解釈学的アプローチ

誰もが観察者であり、誰もが最大限の鋭さを持って、他の誰よりもよく見るのだが、しかし、ひとつの(理論的)盲点を必要としている。

ウィリアム・ジェイムス 『人間の盲目性について』

この、完璧な理論的循環性― つまり、誰もが、特定のものが良く見え、見えないものを見ることができず、そして、見えないものを見ることができていない、ということを見ることができない。
こうした事態そのものを、理論に組み込むということ。
そこに、私の理論的関心は向けられているのです。

ニクラス・ルーマン

* 共に、おそらく正確な引用ではありません。が、そこは私にとって本質的な問題ではありません。
私にとって重要なのは、この、かって何処かで眼にした断片が、自身の言葉で語るより、遥かに正確に、私が言いたい・伝えたい事態を強烈に表現できている、と云うことなのですから。

理論・現実・観察

宗教、政治、歴史観に始まり、個々人の生活における意見の相違まで、異「教義」間、異「思想」間、異「世界理論」間で繰り広げられ、繰り返される、果てしない貶しあい、相互無理解と相互嫌悪・憎悪、自教義(自理論)の一般化・絶対化・普遍化と、他教義(他理論)に対する恣意的で一面的な読み取り/読み込みと、批判、こき下ろし、嘲笑。
自教義(自理論)の普遍化(布教)による世界平和・世界統一を言う者同士の果てしない戦い、終わりのない地域紛争の現実。

それらを見たとき、思わず、こう問うでしょう。

なぜ、人間は、「同じ」世界を、こうまでも異なったものとして(異なった意味の体系として)認識してしまうのだろうか?

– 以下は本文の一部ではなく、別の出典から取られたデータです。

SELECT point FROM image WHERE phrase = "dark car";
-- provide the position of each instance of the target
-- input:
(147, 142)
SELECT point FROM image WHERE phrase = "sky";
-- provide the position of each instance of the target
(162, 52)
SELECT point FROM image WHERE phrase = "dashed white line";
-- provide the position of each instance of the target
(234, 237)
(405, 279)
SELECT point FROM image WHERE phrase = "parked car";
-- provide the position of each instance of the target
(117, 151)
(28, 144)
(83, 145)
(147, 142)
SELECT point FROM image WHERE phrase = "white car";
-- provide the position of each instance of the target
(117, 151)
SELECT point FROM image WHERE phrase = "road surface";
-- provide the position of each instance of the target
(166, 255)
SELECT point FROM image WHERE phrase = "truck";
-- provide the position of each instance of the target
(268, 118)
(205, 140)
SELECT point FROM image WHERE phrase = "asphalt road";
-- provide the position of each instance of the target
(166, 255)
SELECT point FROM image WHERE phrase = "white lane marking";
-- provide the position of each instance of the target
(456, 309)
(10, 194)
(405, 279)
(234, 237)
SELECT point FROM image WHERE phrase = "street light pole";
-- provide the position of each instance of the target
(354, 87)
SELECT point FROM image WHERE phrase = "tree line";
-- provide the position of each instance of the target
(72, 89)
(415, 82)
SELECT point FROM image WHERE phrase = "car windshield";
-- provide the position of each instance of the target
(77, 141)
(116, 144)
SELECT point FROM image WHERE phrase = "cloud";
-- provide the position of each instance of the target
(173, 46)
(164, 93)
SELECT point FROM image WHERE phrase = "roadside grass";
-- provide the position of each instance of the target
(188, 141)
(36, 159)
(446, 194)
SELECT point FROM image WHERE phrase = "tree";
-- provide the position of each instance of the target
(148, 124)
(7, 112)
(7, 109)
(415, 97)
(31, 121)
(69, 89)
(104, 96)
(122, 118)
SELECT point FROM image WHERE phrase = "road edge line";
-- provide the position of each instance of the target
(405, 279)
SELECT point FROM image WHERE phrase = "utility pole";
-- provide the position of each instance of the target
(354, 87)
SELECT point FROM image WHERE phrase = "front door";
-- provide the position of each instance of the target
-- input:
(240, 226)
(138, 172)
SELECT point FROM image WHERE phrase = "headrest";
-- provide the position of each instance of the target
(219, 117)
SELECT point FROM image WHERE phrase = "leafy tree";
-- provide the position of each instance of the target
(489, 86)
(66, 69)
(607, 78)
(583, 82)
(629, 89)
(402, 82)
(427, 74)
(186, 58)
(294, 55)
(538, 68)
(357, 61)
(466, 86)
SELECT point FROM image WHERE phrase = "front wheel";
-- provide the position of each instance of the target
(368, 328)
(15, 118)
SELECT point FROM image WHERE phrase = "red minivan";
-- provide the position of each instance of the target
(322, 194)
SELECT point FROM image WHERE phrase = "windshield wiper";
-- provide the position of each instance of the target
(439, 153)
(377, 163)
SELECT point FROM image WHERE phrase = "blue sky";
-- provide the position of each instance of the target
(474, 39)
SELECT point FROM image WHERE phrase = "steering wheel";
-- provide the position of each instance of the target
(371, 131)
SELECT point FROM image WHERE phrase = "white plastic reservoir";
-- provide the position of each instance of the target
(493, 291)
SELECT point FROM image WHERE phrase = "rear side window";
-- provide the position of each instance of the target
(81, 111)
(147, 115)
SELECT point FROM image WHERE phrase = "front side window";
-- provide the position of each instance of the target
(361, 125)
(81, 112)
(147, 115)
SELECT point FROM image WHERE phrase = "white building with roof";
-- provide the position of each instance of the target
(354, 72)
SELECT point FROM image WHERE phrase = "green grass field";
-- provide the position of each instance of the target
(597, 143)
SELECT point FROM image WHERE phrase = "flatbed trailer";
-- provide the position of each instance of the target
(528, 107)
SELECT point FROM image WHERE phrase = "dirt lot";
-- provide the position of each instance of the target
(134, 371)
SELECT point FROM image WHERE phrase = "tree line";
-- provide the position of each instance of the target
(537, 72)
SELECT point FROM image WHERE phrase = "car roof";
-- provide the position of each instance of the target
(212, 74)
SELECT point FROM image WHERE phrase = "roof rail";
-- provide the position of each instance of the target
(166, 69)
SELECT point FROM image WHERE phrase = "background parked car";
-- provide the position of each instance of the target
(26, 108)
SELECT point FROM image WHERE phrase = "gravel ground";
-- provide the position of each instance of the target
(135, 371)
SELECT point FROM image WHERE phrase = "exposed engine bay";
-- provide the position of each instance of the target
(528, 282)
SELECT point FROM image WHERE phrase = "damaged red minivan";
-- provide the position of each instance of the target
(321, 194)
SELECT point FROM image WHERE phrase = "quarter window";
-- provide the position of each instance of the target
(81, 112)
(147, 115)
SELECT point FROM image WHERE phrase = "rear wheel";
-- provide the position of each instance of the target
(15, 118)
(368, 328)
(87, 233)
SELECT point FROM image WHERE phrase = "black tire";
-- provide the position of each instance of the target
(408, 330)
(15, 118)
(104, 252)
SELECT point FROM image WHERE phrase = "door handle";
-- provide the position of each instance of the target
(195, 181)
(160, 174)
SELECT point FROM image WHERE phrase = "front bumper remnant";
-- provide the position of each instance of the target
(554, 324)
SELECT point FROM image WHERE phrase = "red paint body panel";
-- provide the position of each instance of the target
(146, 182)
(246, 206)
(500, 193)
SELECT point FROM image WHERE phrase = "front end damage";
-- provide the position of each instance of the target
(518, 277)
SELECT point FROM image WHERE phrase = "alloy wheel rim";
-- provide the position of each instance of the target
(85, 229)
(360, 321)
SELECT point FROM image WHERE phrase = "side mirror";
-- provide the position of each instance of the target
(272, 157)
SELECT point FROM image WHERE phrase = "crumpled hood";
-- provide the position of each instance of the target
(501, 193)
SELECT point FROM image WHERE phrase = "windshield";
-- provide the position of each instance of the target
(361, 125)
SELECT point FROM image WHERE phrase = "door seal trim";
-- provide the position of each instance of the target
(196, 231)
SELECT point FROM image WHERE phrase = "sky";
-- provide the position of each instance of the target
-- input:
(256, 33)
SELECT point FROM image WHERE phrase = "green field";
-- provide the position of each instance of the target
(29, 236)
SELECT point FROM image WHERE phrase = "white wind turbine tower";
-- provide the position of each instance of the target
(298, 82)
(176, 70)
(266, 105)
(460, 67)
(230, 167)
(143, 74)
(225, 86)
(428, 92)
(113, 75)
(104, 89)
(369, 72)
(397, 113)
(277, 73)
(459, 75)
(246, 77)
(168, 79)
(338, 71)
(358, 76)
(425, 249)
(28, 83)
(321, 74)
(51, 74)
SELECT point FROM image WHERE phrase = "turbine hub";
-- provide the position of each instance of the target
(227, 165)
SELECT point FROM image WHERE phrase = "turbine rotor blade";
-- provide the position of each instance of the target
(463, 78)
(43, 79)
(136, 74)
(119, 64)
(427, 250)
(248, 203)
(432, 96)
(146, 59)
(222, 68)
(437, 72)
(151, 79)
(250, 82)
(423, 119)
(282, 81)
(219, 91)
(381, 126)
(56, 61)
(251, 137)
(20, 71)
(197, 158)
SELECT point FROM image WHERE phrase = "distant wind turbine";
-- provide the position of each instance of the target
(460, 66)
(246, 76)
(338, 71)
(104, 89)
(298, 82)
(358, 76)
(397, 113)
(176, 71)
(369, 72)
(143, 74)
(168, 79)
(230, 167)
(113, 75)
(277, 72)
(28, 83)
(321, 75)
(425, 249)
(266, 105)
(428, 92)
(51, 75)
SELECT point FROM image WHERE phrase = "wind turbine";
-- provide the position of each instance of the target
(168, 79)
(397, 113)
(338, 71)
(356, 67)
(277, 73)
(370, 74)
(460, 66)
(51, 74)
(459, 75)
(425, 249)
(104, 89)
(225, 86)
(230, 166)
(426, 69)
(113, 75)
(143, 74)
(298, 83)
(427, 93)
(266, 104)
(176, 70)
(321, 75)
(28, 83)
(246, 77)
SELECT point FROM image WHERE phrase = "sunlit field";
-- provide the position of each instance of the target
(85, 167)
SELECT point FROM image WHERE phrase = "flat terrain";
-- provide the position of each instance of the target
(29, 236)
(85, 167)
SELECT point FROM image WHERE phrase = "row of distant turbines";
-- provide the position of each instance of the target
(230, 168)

これら異教義(異理論)間を見渡すことができる、ある超越的な視点を確立できないものか?
せめて、議論を可能とするための共通の土台・土俵を作ることはできないか?
それによって、この「神々たちの戦い」を終わらすことはできないのか?

そのような思想的試みは、これまで繰り返し行われてきました。

これから行いたいのは、(私なりの)そのような試みの一つです。

これは、主に「私の根本問題」の3番目(世界イメージ防衛)に関する主題です。
そして、その根は、おそらく2.の「自己イメージ防衛」の問題圏にあるのでしょう。

理論と現実の循環構造

【第一階層】

● 1. 瞑想宗教の構造 -帰納法-

無心に虚心に世界を眺めれば、世界はミズカラその真相を語ってくれる。
一切の理論的前提=先入観なしに、言葉なしに世界を観察すれば、オノズカラ、その真の構造が立ち表れる。→その「虚心」「無心」に世界を眺めるための技法としての瞑想。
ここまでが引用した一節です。